Friday, September 15, 2006

The News from Paraguay: "Continued mortgaging the country" is a problem.

We are approaching the season of some of the serious literary awards and Fosco has a confession to make: he likes the big literary prizes. There is no easier way to snag his interest in a book than to mention that it won the Pulitzer, the National Book Award, or the Booker Prize. Er... I mean the Man Booker Prize. Even some of those oddly-named PEN awards can be worthy of notice.

Fosco is also immediately interested in any book that receives more than "three paws up" from Piper. Be warned: fewer than three paws up is just a waste of your time.

The reason that Fosco enjoys these awards is that he doesn't take them too seriously. It seems silly to believe that the National Book Award could really mean that the winning book was the best book of that year. What would that even mean? Rather, Fosco takes these awards as saying something like this: "We, a committee of well-educated, well-read people who pay attention to the world of letters, would like to suggest that the following book or books is probably worth your time." If you think about the awards in this way, it frees up a lot of potential anger and resentment that can then be applied elsewhere (ideally, towards the elderly).

Speaking of anger and resentment, remember all that nastiness over the 2004 National Book Award? That was the year that love-him-or-hate-him author Rick Moody was the chair of the panel and the nominees were 5 women who

  • all lived in NYC
  • had sold less than 2500 copies each
  • no one had ever heard of (and by no one, I mean: anyone who subsequently wrote a resentful criticism of Moody's choices).
In the end, I felt bad for eventual winner Lily Tuck and her novel, The News from Paraguay. After all, I imagine that she felt like she hit the lottery even to be nominated over heavy hitters like Philip Roth (considered by Fosco to be our greatest living writer). And then, to actually win the award, only to have her book remembered as "that undeserving book that Rick Moody promoted because of his own weird literary agenda." The whole thing has the flavor of a "your wish has been granted, but with an unpleasantly ironic loophole--ha ha!" and that makes me feel a bit sorry for Lily Tuck.

But, even though I felt sorry for her, I had no intention of reading the book. After all, it's about Paraguay--an afterthought of a country on an afterthought of a continent. And even worse: it's about Paraguay in the 19th Century! I would have bet a large amount of money that Paraguay didn't even exist in the 19th Century (and I would have lost...) Maybe this makes me a First-World Chauvinist (although, I have read historial novels about India, China, and Africa--so maybe my chauvinism is limited to South America).

But then, several months ago, I came across a sad sight: an entire stack of hardcover copies of The News from Paraguay (first printing!) on remainder at a bargain bookstore. No National Book Award winner should suffer this fate, no matter its shortcomings (isn't there something the National Book Foundation can do to prevent this?). I was moved to purchase a copy, just to make the pain go away. And then, last week, mainly because it was there (and it did win a National Book Award), I picked it up and read it.

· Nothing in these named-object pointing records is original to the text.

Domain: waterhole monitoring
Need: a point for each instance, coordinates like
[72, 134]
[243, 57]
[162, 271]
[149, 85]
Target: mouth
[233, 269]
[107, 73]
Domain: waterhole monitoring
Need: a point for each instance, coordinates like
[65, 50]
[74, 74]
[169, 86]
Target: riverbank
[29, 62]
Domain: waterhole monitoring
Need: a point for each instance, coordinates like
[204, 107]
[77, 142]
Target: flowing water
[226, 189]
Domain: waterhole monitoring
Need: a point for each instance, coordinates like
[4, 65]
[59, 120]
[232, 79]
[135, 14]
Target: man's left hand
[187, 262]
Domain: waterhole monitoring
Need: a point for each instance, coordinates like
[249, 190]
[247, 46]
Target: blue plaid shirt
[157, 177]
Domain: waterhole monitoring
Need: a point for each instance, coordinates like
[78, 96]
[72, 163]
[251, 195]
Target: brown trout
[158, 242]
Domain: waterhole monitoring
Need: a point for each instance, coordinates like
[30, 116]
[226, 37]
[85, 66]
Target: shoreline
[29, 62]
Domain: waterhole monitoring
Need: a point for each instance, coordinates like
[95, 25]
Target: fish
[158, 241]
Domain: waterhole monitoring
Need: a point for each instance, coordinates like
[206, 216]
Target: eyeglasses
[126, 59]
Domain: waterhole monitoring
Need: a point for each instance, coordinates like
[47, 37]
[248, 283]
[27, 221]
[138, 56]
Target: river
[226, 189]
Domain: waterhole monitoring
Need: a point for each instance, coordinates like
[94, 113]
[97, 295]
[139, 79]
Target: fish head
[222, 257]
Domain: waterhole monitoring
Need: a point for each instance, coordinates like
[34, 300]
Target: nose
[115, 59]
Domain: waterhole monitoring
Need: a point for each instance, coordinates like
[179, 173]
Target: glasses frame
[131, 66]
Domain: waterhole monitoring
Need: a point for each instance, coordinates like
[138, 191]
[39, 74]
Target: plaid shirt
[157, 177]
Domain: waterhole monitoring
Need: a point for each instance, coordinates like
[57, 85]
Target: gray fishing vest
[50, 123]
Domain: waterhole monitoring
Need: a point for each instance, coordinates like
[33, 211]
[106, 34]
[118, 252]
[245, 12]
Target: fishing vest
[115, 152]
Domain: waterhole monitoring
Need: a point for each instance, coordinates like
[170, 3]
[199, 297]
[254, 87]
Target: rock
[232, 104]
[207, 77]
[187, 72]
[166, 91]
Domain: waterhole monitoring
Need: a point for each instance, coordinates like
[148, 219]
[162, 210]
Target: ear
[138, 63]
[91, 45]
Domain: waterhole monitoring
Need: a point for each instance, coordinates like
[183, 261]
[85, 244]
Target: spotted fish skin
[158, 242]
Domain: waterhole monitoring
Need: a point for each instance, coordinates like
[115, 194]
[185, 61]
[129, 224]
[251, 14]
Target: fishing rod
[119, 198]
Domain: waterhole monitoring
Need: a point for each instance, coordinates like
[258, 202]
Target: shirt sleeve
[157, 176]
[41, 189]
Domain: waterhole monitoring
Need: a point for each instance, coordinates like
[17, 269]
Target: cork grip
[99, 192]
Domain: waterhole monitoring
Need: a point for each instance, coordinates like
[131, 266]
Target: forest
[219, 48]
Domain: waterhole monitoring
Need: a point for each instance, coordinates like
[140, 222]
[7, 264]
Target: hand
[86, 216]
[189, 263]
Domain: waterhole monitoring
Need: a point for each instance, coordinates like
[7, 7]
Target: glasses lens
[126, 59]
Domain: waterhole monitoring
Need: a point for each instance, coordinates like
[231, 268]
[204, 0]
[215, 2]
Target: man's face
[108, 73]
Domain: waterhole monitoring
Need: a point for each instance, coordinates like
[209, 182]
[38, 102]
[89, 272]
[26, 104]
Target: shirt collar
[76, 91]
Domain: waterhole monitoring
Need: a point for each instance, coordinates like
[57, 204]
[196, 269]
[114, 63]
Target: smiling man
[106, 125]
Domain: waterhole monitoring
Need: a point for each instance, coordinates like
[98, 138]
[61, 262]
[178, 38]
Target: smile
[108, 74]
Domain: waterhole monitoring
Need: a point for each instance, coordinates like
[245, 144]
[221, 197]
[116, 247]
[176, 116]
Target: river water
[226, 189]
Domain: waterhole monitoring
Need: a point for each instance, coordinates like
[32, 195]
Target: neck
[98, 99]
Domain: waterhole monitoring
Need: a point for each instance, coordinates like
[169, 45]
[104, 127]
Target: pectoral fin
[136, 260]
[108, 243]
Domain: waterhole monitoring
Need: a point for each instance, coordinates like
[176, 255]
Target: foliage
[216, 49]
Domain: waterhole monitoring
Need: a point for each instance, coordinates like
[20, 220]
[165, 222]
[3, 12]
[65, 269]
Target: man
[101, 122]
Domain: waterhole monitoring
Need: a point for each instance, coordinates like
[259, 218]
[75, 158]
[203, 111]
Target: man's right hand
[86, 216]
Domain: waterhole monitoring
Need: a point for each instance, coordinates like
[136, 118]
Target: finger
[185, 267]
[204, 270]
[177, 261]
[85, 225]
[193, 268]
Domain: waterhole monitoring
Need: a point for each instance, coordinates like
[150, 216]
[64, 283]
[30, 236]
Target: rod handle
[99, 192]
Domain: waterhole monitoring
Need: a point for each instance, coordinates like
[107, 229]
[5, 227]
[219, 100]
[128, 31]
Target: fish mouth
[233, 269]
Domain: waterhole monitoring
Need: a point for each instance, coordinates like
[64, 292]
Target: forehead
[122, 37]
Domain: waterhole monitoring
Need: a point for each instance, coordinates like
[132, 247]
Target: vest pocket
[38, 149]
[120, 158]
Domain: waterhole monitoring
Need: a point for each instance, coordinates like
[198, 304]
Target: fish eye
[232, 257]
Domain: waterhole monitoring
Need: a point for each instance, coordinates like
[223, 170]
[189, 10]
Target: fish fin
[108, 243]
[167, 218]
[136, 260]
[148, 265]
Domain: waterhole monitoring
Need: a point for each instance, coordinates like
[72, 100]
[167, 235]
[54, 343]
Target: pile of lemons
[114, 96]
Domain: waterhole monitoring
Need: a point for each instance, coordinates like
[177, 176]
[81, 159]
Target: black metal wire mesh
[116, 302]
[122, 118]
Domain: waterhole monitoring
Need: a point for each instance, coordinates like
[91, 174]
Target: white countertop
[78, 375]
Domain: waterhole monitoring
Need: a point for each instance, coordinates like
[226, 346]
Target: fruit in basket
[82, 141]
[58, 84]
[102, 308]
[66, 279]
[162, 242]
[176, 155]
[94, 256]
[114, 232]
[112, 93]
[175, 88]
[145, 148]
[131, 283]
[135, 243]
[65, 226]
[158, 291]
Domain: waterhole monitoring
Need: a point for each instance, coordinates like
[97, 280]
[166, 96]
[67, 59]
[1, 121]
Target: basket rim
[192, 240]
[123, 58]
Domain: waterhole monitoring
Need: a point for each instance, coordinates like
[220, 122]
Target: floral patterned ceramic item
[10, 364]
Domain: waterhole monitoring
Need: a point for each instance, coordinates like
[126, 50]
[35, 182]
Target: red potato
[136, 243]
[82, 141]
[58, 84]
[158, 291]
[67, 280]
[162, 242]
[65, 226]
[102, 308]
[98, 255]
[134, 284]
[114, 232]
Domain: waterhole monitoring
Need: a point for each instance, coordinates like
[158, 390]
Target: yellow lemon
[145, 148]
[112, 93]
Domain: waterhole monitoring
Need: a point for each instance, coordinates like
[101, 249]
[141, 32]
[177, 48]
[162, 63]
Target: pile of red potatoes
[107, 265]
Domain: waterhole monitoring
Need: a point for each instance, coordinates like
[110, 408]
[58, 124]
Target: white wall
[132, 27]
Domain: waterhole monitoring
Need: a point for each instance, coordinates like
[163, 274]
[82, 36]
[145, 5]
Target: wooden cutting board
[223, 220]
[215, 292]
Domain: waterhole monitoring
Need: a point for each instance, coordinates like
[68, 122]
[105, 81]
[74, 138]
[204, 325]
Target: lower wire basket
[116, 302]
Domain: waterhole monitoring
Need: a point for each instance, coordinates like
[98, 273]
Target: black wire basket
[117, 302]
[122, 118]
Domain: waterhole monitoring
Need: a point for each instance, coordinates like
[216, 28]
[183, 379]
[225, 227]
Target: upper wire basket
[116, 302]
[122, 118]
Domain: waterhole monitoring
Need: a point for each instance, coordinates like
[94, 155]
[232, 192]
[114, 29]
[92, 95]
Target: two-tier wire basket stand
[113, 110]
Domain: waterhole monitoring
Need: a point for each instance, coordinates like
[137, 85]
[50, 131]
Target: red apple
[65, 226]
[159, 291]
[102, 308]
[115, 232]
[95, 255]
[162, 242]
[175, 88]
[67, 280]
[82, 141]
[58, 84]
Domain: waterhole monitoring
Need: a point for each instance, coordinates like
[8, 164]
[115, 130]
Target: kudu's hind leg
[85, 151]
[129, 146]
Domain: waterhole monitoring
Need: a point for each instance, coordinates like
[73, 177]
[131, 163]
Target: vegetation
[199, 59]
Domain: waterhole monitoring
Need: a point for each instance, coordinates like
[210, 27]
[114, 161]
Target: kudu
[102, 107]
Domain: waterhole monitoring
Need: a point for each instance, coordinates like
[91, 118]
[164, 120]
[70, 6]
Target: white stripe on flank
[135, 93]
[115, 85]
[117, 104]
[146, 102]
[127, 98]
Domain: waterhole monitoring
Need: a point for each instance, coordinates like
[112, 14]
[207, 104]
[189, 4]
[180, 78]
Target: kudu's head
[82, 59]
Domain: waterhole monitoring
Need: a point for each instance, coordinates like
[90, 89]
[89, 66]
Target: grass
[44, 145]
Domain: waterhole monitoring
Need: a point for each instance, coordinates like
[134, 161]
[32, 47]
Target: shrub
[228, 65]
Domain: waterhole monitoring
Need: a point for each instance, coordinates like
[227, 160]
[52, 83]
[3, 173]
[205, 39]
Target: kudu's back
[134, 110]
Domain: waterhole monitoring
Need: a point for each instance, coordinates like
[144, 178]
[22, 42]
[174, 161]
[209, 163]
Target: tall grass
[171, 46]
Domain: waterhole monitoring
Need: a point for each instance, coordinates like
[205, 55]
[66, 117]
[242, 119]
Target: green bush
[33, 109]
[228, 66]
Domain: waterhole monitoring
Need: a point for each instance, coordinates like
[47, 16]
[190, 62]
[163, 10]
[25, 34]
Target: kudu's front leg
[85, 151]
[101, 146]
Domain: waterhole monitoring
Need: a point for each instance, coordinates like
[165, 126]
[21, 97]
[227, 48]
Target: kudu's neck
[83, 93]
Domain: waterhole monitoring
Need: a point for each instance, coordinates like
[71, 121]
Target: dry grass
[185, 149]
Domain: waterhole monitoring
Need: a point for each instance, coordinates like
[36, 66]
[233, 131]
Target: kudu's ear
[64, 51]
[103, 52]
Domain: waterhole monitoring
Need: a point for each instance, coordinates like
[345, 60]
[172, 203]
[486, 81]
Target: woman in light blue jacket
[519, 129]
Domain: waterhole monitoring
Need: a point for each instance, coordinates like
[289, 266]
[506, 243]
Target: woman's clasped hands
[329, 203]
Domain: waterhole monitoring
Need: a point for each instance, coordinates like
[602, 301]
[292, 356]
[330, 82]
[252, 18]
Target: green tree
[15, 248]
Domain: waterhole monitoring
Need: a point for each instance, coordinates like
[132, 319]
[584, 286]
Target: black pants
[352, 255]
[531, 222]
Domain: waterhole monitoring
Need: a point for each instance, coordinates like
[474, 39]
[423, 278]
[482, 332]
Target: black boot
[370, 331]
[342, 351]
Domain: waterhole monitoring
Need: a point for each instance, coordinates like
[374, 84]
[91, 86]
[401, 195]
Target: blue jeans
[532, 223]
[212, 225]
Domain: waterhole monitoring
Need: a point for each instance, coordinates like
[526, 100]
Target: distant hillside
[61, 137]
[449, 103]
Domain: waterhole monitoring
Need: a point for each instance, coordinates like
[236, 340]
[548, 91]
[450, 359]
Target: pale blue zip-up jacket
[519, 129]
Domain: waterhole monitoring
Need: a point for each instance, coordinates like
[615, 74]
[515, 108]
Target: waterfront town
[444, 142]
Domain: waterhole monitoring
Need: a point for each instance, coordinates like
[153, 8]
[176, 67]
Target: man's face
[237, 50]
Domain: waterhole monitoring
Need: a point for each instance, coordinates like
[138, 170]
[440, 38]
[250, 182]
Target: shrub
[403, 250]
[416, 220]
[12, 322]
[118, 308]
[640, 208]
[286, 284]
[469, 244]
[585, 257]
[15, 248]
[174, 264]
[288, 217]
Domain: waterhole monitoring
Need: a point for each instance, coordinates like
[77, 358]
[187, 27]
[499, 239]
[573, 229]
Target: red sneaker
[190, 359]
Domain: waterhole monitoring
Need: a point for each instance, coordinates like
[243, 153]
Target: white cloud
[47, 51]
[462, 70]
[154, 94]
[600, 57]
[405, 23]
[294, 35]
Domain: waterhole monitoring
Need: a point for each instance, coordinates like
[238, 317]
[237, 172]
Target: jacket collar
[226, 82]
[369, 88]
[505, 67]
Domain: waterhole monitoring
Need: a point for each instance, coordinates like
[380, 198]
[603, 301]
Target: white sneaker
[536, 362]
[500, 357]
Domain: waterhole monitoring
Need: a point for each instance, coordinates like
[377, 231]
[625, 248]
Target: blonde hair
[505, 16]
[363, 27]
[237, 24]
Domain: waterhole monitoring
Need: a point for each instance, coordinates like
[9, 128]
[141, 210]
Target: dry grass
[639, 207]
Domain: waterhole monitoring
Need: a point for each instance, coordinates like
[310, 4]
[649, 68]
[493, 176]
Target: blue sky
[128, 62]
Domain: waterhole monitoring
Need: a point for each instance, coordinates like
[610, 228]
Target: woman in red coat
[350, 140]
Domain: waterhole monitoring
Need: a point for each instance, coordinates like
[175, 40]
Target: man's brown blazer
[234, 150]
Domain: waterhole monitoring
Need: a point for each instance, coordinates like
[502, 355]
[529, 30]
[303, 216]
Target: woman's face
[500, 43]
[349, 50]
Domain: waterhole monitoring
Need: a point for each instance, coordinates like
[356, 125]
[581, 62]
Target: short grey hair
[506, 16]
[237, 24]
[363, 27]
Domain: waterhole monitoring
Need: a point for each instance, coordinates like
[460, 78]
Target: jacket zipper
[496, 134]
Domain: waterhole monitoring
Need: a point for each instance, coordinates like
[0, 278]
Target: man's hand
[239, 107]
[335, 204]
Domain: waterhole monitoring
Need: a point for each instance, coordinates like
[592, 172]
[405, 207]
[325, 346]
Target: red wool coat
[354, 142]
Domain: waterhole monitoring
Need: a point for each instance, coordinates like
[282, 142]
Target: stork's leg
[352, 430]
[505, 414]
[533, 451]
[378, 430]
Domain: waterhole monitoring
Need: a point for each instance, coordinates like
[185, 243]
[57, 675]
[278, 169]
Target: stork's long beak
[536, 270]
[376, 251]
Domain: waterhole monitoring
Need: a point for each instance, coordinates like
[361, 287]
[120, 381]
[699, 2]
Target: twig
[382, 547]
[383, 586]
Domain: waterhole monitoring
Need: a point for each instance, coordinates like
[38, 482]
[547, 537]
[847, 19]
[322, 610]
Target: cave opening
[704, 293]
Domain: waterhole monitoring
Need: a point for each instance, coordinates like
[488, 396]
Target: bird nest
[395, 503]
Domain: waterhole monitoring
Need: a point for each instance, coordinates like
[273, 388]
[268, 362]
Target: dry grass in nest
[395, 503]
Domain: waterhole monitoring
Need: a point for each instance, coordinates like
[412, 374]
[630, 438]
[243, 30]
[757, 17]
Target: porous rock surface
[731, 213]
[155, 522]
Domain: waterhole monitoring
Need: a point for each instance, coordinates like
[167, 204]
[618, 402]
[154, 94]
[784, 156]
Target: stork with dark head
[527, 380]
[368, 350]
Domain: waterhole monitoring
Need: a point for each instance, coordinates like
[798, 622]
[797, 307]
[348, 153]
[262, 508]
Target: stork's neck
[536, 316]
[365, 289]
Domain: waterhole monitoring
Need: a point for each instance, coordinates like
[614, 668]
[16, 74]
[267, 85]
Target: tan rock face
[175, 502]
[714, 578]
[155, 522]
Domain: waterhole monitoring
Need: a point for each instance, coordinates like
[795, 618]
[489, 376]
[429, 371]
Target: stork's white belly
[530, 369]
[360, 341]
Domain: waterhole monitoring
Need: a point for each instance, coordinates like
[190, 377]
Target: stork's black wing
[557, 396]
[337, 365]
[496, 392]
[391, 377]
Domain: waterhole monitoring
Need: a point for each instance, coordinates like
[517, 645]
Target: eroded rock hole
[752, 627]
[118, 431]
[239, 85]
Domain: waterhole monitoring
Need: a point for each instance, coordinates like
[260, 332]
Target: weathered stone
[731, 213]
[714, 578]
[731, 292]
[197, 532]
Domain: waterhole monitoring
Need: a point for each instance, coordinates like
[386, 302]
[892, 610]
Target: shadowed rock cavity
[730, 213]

And you know what? It's actually really good. Luckily, the novel doesn't require you to learn much about historical Paraguay or even to care much about Paraguay (which is good, because I wasn't going to do either). Rather, by recounting brief vignettes (kaleidoscopically, I think the reviews said) with a gently irony (reminiscent of my beloved Penelope Fitzgerald), Tuck illuminates everyday emotional life, with its mixture of venal absurdity and pitiful sincerity. It's sweet and sad and occasionally sexy and I was moved by it. Was this the best novel of 2004? I don't care--I'm just glad that I finally got around to reading it.

And as for the news from Paraguay, according to a Babel Fish translation of one of the stories in today's Ultimo Hora:
"IT IS NOT POSSIBLE TO BE CONTINUED MORTGAGING the COUNTRY", INDICATES the PRESIDENT Of the CONGRESS We rejected the orders of the Executive authority because the guarantee sufficient does not exist to administer that money, the holder of the National Congress declared. The oviedista senator Enrique González Quintana made these declarations during a meeting of leaders of large stone benches of the Senate, occasion in which the reasons were explained that motivated the decisions taken yesterday in the Legislative Power.
All I know is that I would lurve to see all those "leaders of large stone benches." Do you think they're animate? Even if not, Paraguay still probably has a better democracy than we do.